Strip off greed and lust, polish this body,
this body as bright as the sun.
There is another one:
I, Lalla, wore myself down searching for Him
and found a strength after my strength had died.
I came to his threshold but found the door bolted.
I locked that door with my eyes and looked at Him.
In context
Meticulously researched and beautifully written, the book starts with a 69-page introduction which explains the social, historical and philosophical context of Lalla's poems. For the uninitiated, it gives a grounding of the poetic and spiritual legacy of Lal Ded. And for others it unearths the hidden meanings of Lalla's Vakhas. About the proprietorial claims of the Muslim monopolists and the Hindu exclusivists over the spiritual heritage of Lal Ded, the author takes a neutral stand. He emphatically says that Lalla was a seer or yogini of Kashmiri Shaivite sect and a Sufi-saint at the same time. And that is why he refers this mystic-poet by her ‘most celebrated and non-sectarian appellation Lal Ded. In the colloquial, this means Grandmother Lal; more literally, it means Lal the Womb'. When it comes to rendering Lalla's words in English, he does an excellent job. Though this reviewer is not familiar with the Kashimiri originals but has read a number of translations of Lalla's poetry. So, he can confidently claim that the translation is of high quality. No stilted language, no vague phrases and no attempts to temper with the true spirit of the poems for making it more accessible to the Western readers.

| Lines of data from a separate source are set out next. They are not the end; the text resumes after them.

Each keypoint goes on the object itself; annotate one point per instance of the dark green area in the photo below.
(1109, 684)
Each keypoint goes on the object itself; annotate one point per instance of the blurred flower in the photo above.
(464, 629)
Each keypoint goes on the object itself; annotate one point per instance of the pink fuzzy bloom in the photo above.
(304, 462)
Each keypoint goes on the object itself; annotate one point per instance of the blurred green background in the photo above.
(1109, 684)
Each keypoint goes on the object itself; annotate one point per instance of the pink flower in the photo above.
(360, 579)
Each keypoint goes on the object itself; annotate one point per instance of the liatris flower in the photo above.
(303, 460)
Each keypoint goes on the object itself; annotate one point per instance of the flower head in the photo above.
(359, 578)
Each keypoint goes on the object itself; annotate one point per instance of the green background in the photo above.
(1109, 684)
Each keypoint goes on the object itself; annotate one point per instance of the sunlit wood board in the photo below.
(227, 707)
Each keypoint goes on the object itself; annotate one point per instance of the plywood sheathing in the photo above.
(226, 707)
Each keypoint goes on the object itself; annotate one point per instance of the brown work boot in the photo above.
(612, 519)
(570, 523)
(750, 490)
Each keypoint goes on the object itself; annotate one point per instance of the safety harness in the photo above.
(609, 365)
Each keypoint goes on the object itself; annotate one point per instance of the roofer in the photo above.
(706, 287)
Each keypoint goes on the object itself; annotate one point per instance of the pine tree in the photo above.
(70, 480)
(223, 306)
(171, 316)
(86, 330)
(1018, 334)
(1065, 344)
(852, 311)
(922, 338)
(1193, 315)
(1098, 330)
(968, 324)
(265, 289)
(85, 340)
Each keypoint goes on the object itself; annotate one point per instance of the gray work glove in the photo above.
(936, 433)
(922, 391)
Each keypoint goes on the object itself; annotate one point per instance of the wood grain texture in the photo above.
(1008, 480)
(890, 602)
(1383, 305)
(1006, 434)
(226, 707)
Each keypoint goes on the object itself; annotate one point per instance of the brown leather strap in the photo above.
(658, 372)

At the end of this book in ‘Notes to the Poems' Hoskote provides a detailed commentary on the 146 Vakhas included in this collection. The commentary will help readers (non-Kashmiri readers in particular) to understand the cultural background of the poems, and to decipher the meaning of those phrases and proverbs which are rooted in the Kashmiri ethos. I, Lalla: The Poems of Lal Ded is a wonderful offering.
I, Lalla: The Poems of Lal Ded, translated by Ranjit Hoskote, Penguin India, Rs. 450.